The constant allusion in (male) literature to the 'fickleness' of women might also well relate to this orgasmic nature because the loss of being in the act does mean that a woman is not addicted to the partner but can look at the partner afresh if the oxytocin has not kicked in. Above all, the essence of the female orgasm is that the removal of fear and anxiety in a woman's mind is very much more central to her than for a man. And that it is not necessarily replaced romantically by 'love' or its cognates.
Instead the woman may have all emotion stripped out from her at the moment of orgasm - a level of almost Buddhist detachment being evidenced by the neuroscience although there is other important evidence that some types of orgasm are connected to a very specific heightened emotional response, linked to oxytocin, that does imply bonding. Again, there are tantric analogies.
Perhaps (the science is as yet unclear) there are 'detached orgasms' and 'bonding orgasms' for women that exist according to circumstance but that the male simply has a 'high orgasm' that leaves him begging for more and his oxytocin comes from the 'cuddle' and the touch and not the fuck.
Much would be explained by this model. Which type of orgasm a woman has or even whether she has one may have surprisingly little to do with the flow of chemicals into the body but a great deal to do with the intimate, community and social conditions in which it takes place. These are ideally ones of trust but also one where there is no fear or anxiety and the woman herself makes all the choices. But one other thought arises - the fear of addiction.
Sex therapists appear to fall into two camps which tell us more about the libertarian and puritan cultural tensions of America than they do about what it is to be human: those who see the erotic and the orgasmic as essential to long term bonding and those who see it as dangerously addictive.

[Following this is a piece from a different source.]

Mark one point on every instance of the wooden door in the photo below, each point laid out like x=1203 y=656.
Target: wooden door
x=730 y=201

This is a nonsensical dichotomy. The issue should be one of either will to pleasure or a firm decision, based on full facts, that pleasure is not appropriate in such-and-such a situation for rational reasons. For centuries, pleasure has been denigrated but it may be that there are conditions where survival suggests that this negativity has been appropriate.
Yet, all things being equal, there seems to be no rational reason why any person should actively avoid pleasure, with all its other associated bonding and health benefits, out of an irrational acceptance without question of the values of an earlier age or those of the local dominant culture. Above all, the type of 'liberatory' feminism that sees the male as oppressor rather than as a useful tool for that beautiful state of non-being (alongside the more practical matter of providing for a family) is particularly odd.

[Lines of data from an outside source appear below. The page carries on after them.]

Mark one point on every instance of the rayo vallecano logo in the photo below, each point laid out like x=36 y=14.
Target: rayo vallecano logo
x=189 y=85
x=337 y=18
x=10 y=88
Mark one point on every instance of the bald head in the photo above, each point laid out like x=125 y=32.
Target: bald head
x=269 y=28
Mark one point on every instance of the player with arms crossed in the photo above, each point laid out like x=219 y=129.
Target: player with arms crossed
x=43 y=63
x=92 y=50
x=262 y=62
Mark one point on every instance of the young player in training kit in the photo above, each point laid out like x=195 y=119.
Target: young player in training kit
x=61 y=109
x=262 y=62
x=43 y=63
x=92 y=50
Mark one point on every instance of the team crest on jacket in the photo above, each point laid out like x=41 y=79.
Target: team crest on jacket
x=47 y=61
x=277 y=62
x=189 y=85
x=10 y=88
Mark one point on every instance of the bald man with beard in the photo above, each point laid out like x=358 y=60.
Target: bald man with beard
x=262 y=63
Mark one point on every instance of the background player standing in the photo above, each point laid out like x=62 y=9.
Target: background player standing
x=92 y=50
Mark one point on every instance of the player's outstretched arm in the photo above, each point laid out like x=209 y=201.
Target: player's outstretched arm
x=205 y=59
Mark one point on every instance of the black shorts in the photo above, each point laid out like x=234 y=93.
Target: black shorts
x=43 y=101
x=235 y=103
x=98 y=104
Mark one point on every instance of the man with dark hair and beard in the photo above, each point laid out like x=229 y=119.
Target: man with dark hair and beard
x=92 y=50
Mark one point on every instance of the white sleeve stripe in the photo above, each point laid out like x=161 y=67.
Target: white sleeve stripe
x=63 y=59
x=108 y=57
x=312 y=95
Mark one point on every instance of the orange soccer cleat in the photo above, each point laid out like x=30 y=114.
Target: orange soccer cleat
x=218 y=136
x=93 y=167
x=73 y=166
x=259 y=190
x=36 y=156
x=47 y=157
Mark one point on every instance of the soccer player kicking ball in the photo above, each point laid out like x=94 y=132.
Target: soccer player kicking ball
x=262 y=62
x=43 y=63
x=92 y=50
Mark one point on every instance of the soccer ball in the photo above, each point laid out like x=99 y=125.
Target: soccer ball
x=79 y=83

A society where males get their regular 'hits' and females get to lose anxiety and their duty of care to the world in an explosion of pleasure periodically is actually more likely to end up in long term stable relationships and well balanced children than one where the males are permanently frustrated and the females see only a world of anxious drudgery as the norm.
Neuroscience can make few claims to understand the sociology of sex but the evidence is heading in one direction - the acceptance of pleasure and the elimination of our fear of addiction in favour of a world of life-enhancing natural highs for men and of brief tastes of nirvana for women.
[This essay owes a great deal to neurologist Martin Portner's article in Scientific American on 'The Orgasmic Mind', 2009/2010. The opinions are, however, wholly mine.]